Inflation and deflation are, at the core, changes in supply and demand for money, leading to changes in the value of money. These changes in value are a bit occult, however, because we habitually use the money itself as our unit of value. So instead of directly observing changes in the value of the money, we notice it in changes in the price of other things in that money. If for example the value of the money goes down, it takes more of it to buy the same stuff. Prices rise.
These price increases are far from uniform. As the value of money declines, the prices of one group of things may rise much more than others. This can go on for years before the prices of the others begin to catch up.
Take for example the broad categories of asset prices and consumer prices.

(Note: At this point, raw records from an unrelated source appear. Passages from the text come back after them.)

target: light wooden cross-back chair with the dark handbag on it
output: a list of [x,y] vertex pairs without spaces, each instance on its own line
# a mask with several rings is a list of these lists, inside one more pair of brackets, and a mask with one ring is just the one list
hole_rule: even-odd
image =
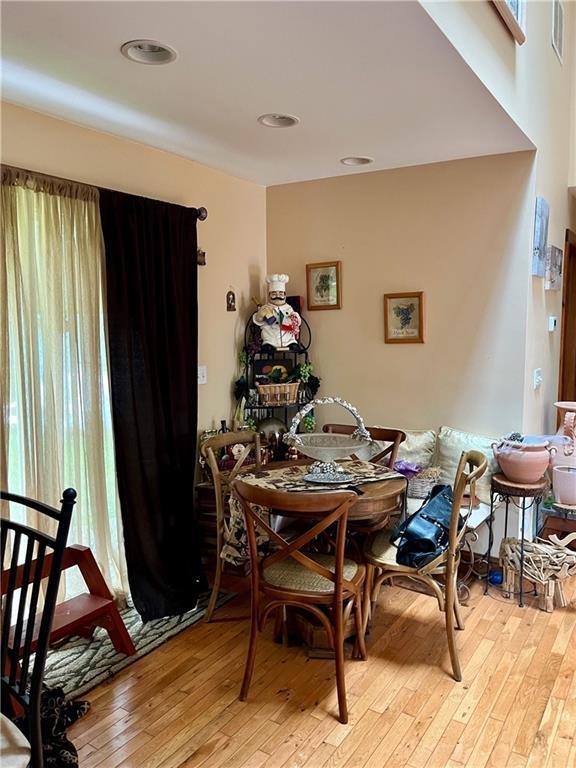
[[[366,589],[364,591],[364,628],[366,629],[372,604],[376,603],[380,587],[384,581],[395,576],[408,576],[428,586],[438,600],[441,611],[445,614],[448,649],[452,662],[454,679],[462,680],[460,662],[454,637],[454,623],[458,629],[464,629],[456,585],[460,548],[466,532],[466,525],[460,522],[460,510],[466,488],[470,488],[470,498],[474,498],[475,483],[486,471],[487,461],[480,451],[462,453],[453,487],[453,502],[450,516],[450,533],[447,549],[427,565],[412,568],[396,562],[396,547],[390,542],[390,529],[383,529],[371,536],[365,544],[364,557],[367,565]],[[468,471],[467,471],[467,468]],[[460,529],[459,529],[460,528]]]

Assets are usually the first responders, in part because a big component of those prices is securities such as stocks, which reprice in real time, tick by tick. Consumer prices tend to be late responders, in part because a big component of those prices is wages, which tend to reprice on an annual or multi-annual basis.
These long and variable lags create the illusion that there are different kinds of inflation … analysts often refer to “asset price inflation” or “consumer price inflation”. But in the long run, they converge. They must.
Why? From the point of view of the investor, investment assets are claim tickets on production. Their real value lies in what real goods and services they can buy with them. If asset prices rise 20% and the totality of goods and services available has risen only 5%, then the real value of that body of assets can have risen only 5%. The rest is inflation. One of two things must eventually happen: The price of the assets must decline or the price of the goods and services rise. Or some combination of both.
This of acute interest today. Over the past dozen or so years, asset prices have risen three to five fold. Goods and services have risen far less. The effect is not unlike a game of musical chairs, where one or two chairs has been added to the room while ten or twelve more people have quietly joined the game. When the music stops and the players try to claim their seats, the deficit in seats becomes noticed. The seat claim tickets are not worth what the players may have imagined.
We can’t know in advance how this convergence will happen … whether it will come about through a huge increase in consumer prices or a huge decrease in asset prices. Historically these reckonings have been some messy combination of both. At present we’re seeing consumer prices begin to play catch-up in a big way, but this is likely to provoke a policy response. Such a policy response didn’t occur when the inflation was confined mostly to asset prices, because asset price increases are popular and fun, and central bankers pretend they live outside the inflation arena. People believe they’re getting rich. But asset prices and consumer prices have to be reckoned. When consumer prices begin to outpace asset prices, the music stops.